Please note: Files are zipped and in a JSON format. They may contain millions of lines of data and be very large in file size. Please consider your system’s capacity and memory when downloading these files. These files are not member-friendly and should not be used in place of the Member Evidence of Coverage (EOC). Members should contact CCHP Member Services with any questions about costs.

Members should refer to their Evidence of Coverage (EOC) for information about co-payments. Alternatively, members may call Member Services at 1-877-661-6230 (option 2) (TTY 711), Monday – Friday, 8am – 5pm, for information about co-payments or negotiated rates.

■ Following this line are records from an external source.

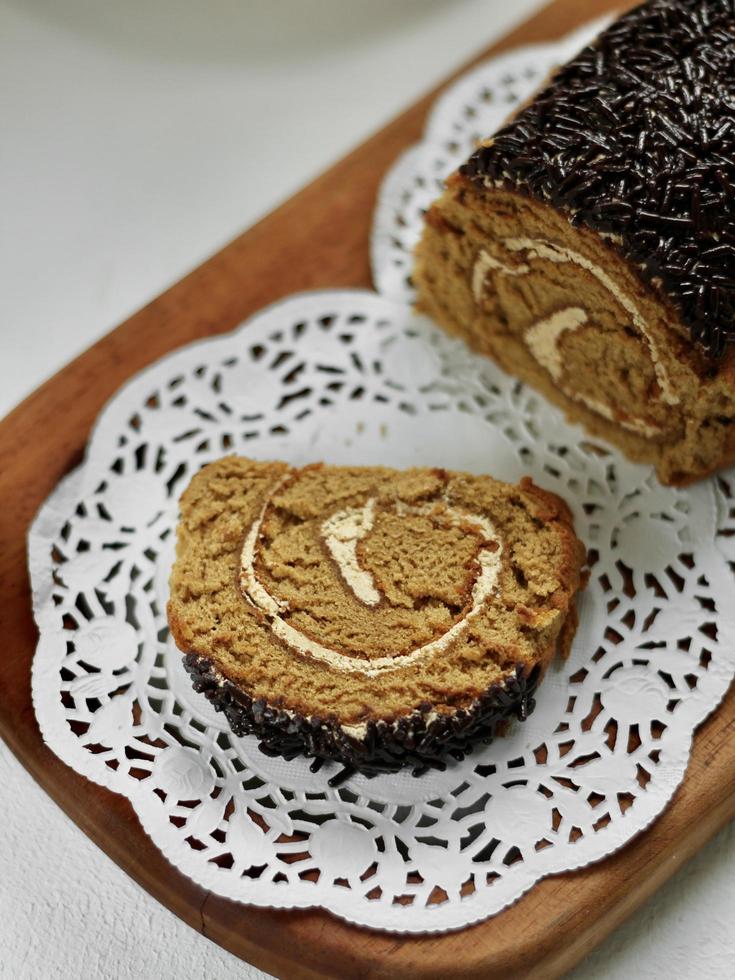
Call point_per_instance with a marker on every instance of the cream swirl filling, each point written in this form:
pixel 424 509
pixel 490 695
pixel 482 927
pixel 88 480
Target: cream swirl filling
pixel 341 534
pixel 543 337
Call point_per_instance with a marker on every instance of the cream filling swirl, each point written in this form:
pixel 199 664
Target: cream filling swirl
pixel 543 337
pixel 341 533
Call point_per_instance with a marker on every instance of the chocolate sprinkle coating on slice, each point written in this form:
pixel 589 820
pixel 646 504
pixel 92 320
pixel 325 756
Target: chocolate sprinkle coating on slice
pixel 387 746
pixel 635 137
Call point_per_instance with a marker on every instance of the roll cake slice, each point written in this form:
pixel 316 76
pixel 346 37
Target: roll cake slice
pixel 378 618
pixel 589 246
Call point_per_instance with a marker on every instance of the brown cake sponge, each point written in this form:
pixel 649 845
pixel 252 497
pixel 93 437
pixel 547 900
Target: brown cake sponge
pixel 589 246
pixel 370 616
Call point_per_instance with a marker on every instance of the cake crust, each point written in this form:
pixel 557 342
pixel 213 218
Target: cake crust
pixel 576 249
pixel 635 139
pixel 475 584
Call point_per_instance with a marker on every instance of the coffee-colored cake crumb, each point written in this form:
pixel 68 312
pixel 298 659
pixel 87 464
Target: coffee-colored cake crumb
pixel 576 249
pixel 366 594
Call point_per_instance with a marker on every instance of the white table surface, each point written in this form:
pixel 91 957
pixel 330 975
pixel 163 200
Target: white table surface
pixel 136 139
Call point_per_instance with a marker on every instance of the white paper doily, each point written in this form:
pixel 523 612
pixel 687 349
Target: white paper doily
pixel 348 377
pixel 351 377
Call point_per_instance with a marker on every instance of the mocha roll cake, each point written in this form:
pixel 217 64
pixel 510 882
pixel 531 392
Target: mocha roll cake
pixel 378 618
pixel 589 246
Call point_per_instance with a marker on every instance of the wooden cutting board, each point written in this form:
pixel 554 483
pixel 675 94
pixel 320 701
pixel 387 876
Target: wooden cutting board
pixel 317 239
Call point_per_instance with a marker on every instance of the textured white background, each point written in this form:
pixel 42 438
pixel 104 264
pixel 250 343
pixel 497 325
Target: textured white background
pixel 136 139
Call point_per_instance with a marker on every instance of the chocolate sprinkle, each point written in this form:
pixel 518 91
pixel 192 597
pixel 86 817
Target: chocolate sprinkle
pixel 635 137
pixel 388 745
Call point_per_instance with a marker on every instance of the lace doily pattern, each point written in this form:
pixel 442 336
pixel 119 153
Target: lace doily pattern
pixel 352 377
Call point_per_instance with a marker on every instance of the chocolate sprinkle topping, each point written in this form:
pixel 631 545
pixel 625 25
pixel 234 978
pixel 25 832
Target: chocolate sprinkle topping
pixel 635 137
pixel 411 741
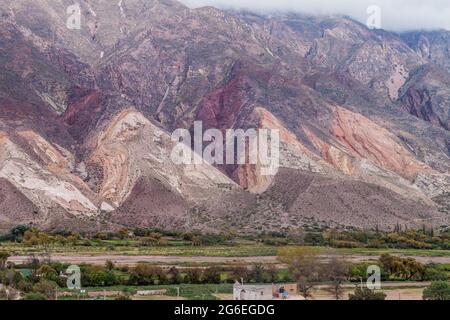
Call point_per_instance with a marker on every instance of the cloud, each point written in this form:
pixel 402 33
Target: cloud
pixel 396 15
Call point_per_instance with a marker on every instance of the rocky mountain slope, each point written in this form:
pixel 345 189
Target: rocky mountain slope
pixel 86 117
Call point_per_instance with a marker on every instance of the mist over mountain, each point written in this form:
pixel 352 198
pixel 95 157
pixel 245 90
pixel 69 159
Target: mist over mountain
pixel 86 118
pixel 399 15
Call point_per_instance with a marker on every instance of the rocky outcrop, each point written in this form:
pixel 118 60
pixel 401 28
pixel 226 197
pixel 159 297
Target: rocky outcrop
pixel 86 118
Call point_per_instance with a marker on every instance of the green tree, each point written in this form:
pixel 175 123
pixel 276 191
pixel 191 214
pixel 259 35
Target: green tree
pixel 367 294
pixel 439 290
pixel 304 265
pixel 46 288
pixel 3 259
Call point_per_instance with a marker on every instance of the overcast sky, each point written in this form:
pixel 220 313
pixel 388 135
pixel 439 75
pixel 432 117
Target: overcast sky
pixel 396 15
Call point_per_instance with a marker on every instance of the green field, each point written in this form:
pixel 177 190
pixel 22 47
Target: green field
pixel 242 248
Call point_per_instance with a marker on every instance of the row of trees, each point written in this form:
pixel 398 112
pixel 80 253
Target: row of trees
pixel 308 269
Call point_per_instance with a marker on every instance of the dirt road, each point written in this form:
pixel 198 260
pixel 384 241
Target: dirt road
pixel 170 260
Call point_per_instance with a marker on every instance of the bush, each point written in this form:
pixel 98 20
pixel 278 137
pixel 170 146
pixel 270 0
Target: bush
pixel 34 296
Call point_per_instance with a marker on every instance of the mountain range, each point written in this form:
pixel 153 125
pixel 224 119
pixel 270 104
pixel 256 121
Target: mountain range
pixel 86 118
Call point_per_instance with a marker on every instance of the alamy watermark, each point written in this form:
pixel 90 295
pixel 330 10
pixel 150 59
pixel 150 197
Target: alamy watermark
pixel 260 147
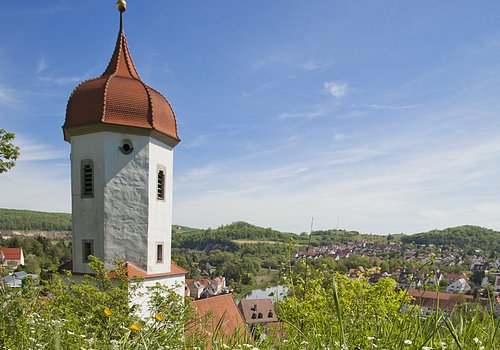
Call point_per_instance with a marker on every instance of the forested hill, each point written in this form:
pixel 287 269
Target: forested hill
pixel 467 237
pixel 223 237
pixel 12 219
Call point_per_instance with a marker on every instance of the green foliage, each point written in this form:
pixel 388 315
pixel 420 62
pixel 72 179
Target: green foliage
pixel 11 219
pixel 467 237
pixel 331 311
pixel 8 151
pixel 92 314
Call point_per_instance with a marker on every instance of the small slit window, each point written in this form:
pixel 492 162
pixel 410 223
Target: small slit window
pixel 87 177
pixel 159 253
pixel 87 249
pixel 161 185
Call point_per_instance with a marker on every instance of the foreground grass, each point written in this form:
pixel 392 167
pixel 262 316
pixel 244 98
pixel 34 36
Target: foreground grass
pixel 323 311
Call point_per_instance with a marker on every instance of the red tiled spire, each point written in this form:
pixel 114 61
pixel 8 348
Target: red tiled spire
pixel 120 97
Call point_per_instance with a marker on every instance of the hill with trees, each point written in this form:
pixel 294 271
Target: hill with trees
pixel 12 219
pixel 470 238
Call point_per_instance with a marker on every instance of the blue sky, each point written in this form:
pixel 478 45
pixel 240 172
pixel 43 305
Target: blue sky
pixel 378 116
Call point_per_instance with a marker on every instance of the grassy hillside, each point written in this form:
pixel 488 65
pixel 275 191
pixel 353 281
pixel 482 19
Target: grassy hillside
pixel 11 219
pixel 468 237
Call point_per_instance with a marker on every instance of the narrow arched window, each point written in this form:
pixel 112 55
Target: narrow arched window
pixel 87 178
pixel 161 185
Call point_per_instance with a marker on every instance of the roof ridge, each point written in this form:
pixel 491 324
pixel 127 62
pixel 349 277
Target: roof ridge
pixel 173 112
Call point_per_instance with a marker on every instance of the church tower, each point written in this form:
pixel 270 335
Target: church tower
pixel 122 134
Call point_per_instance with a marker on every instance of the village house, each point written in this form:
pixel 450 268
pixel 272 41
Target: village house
pixel 17 279
pixel 258 312
pixel 430 300
pixel 11 257
pixel 219 317
pixel 459 286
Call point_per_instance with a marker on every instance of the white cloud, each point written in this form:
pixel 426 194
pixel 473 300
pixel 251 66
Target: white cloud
pixel 338 136
pixel 42 65
pixel 289 61
pixel 390 107
pixel 305 115
pixel 62 80
pixel 33 151
pixel 311 65
pixel 6 96
pixel 336 88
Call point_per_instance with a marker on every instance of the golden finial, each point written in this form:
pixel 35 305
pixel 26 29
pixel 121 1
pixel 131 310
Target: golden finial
pixel 121 5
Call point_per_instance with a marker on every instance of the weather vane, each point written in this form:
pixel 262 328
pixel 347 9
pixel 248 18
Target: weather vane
pixel 121 5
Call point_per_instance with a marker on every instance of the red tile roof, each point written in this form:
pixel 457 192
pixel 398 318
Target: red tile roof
pixel 11 253
pixel 133 271
pixel 221 309
pixel 258 311
pixel 120 97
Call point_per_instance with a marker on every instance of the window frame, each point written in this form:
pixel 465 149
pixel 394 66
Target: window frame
pixel 83 180
pixel 85 256
pixel 160 253
pixel 161 180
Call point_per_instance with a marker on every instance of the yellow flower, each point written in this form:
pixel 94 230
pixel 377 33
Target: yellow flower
pixel 107 311
pixel 135 327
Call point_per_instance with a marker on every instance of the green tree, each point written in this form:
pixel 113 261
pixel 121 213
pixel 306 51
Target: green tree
pixel 8 151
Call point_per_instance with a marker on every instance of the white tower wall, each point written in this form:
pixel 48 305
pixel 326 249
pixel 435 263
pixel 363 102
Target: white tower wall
pixel 124 219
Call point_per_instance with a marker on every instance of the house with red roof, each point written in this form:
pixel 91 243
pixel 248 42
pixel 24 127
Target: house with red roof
pixel 220 318
pixel 11 257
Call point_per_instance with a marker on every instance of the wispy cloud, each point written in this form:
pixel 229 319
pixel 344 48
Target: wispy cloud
pixel 263 87
pixel 7 96
pixel 338 136
pixel 289 61
pixel 304 115
pixel 60 81
pixel 312 65
pixel 391 107
pixel 35 151
pixel 337 89
pixel 42 65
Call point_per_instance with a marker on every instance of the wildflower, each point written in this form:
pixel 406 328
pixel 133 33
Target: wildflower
pixel 107 311
pixel 135 327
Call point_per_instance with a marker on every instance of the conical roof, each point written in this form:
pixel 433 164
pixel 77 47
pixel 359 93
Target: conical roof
pixel 119 98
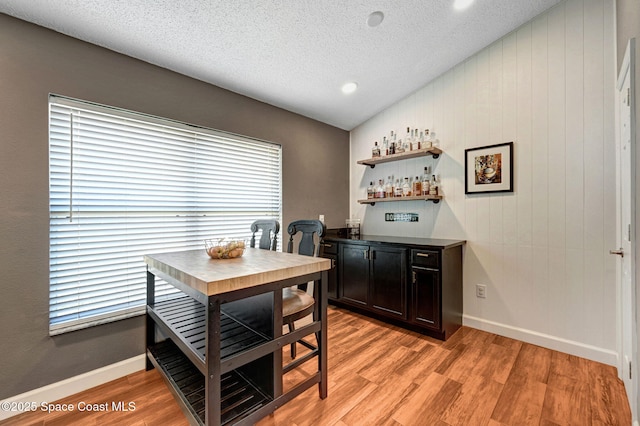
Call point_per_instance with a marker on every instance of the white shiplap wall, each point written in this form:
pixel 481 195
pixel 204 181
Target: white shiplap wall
pixel 542 250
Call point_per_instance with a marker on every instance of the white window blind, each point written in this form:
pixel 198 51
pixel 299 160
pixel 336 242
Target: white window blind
pixel 123 184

Important Information about Cost Estimates

Estimates members may receive from CCHP are designed to provide information about the cost of an item or service before members receive care. However, this estimate has certain limitations that members should consider before making any decision to obtain the item or service.

If you are treated by an out-of-network provider, after paying the cost-sharing amount determined by your health plan, you may still receive a bill for the difference between the amount the out-of-network provider charges for the item or service and the amount paid by your health plan. This is called balance billing, and this amount is not included in your cost estimate.

The actual charge for the item or service may be different than the cost estimate, depending on the actual care you receive. For example, if your physician provides additional services during your visit, your charges could be more than the cost estimate. This is one reason why it is important to discuss with your provider both before and during your visit which items and services you will receive and to request a new cost estimate if new information becomes available.

This cost estimate is not a benefit determination or guarantee of coverage for the item or service for which you requested information. For example, your plan may need to determine whether the item or service is medically necessary in your case before making a payment. You should follow your health plan’s process for filing a claim for benefits and contact your health plan to help determine if there are any additional requirements that apply to you as part of that process.